Let u be a measurable function from X into the nonnegative extended reals. A sequence of functions s_n approaches u. Let s₀ = 0. Let s₁ = 0 where u is finite, and ∞ when u = ∞. Since the positive rationals are countable, arrange them in an ordered list. Let z be the first one on the list. Let s₂ = 0 when u is less than z, and z when u is greater than z and finite, and ∞ when u = ∞. Continue down the list in the same manner. If the n^th rational is y, and w is the largest rational on the list prior to y, let s_n+2 = s_n+1, or y, if u is ≥ y and < w.

Each s_n is a simple function.
The sequence s_n is monotonically increasing.
Each s_n is bounded by u.
Since half open intervals pull back through u to measurable sets, each s_n is measurable.
Fix an x, and a rational z below u(x), arbitrarily close to u(x). Go far enough out on the list, until you find z. Each s_n beyond this point is at least z, and bounded by u(x). The sequence s_n approaches u.
By the previous theorem, the integrals of s_n approach the integral of u.

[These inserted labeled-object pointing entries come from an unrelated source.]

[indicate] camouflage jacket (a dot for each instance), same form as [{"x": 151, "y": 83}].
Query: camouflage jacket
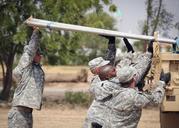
[
  {"x": 124, "y": 109},
  {"x": 29, "y": 77},
  {"x": 102, "y": 90},
  {"x": 140, "y": 62}
]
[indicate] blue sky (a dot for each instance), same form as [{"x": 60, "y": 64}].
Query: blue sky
[{"x": 134, "y": 12}]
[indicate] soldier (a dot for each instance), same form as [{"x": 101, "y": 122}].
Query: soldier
[
  {"x": 30, "y": 83},
  {"x": 103, "y": 90},
  {"x": 125, "y": 106}
]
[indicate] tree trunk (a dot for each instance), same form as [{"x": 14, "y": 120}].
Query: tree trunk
[
  {"x": 157, "y": 17},
  {"x": 7, "y": 79}
]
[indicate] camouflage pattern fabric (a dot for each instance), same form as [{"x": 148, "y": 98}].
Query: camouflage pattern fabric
[
  {"x": 29, "y": 77},
  {"x": 102, "y": 89},
  {"x": 140, "y": 62},
  {"x": 19, "y": 119},
  {"x": 127, "y": 103}
]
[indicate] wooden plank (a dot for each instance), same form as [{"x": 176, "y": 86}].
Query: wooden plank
[{"x": 70, "y": 27}]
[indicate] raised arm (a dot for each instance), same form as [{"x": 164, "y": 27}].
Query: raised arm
[{"x": 28, "y": 55}]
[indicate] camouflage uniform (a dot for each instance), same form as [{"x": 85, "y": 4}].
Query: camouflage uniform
[
  {"x": 30, "y": 80},
  {"x": 103, "y": 90},
  {"x": 124, "y": 109}
]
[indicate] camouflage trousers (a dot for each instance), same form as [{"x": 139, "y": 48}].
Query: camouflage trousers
[{"x": 19, "y": 119}]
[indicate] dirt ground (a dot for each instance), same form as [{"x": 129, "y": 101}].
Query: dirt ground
[
  {"x": 66, "y": 117},
  {"x": 62, "y": 117}
]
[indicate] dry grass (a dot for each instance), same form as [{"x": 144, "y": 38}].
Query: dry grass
[{"x": 63, "y": 117}]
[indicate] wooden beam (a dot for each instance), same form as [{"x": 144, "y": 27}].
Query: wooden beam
[{"x": 70, "y": 27}]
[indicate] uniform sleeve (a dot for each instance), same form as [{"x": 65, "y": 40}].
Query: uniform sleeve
[
  {"x": 111, "y": 51},
  {"x": 142, "y": 65},
  {"x": 153, "y": 98},
  {"x": 27, "y": 56}
]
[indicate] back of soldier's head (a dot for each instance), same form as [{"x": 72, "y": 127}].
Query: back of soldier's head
[{"x": 107, "y": 72}]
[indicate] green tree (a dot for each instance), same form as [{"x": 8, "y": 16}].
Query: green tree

Linear Combination of Integrals

Let s_n approach u, as described above, and let t_n approach v. By adding limits pointwise, (s_n+t_n) approaches u+v. Apply the monotone convergence theorem, and the integral of u+v is the limit of the integrals of s_n+t_n. Being a simple function, the integral of s_n+t_n is the integral of s_n plus the integral of t_n. Let n approach infinity and find the integral of u plus the integral of v. I left this theorem unfinished earlier; now it is complete. With modest assumptions about the topology of R, (to make the result measurable), the integral of a linear combination of functions is the linear combination of their integrals.

Reverse Monotone Convergence Theorem

Now that we know the integral of the sum is the sum of the integrals, we can prove the reverse monotone convergence theorem. This is the same as the monotone convergence theorem, but the functions f_n are monotonically decreasing. Still, the limit of the integrals of f_n is the integral of the limit function f.

However, there is an additional constraint. The functions f_n must be bounded by another measurable function g, having a finite integral. This makes the proof easy. Let h_n = g-f_n. This sequence is measurable, (with modest assumptions on the topology of R), and increasing, so apply the monotone convergence theorem, and the limit of the integrals of h_n equals the integral of g-f. Since all integrals are finite, we can regroup terms to our heart's content. For instance, ∫ h_n = ∫ g - ∫ f_n. Take the limit, and cancel ∫ g from both sides, and the limit of ∫ f_n becomes the integral of f.

If any f_n has a finite integral, let g = f_n, and start the sequence there. We only get in trouble if each f_n has an infinite integral. Let's look at a traditional example from calculus. (Lebesgue integrals behave like riemann integrals for continuous functions.) Let the domain be the open interval (0,1), and let f_n = 1 over nx. This is a sequence of descending hyperbolas. Each f_n has an infinite area below it, hence an infinite integral. Yet the limit function f is identically 0, and has an integral of 0.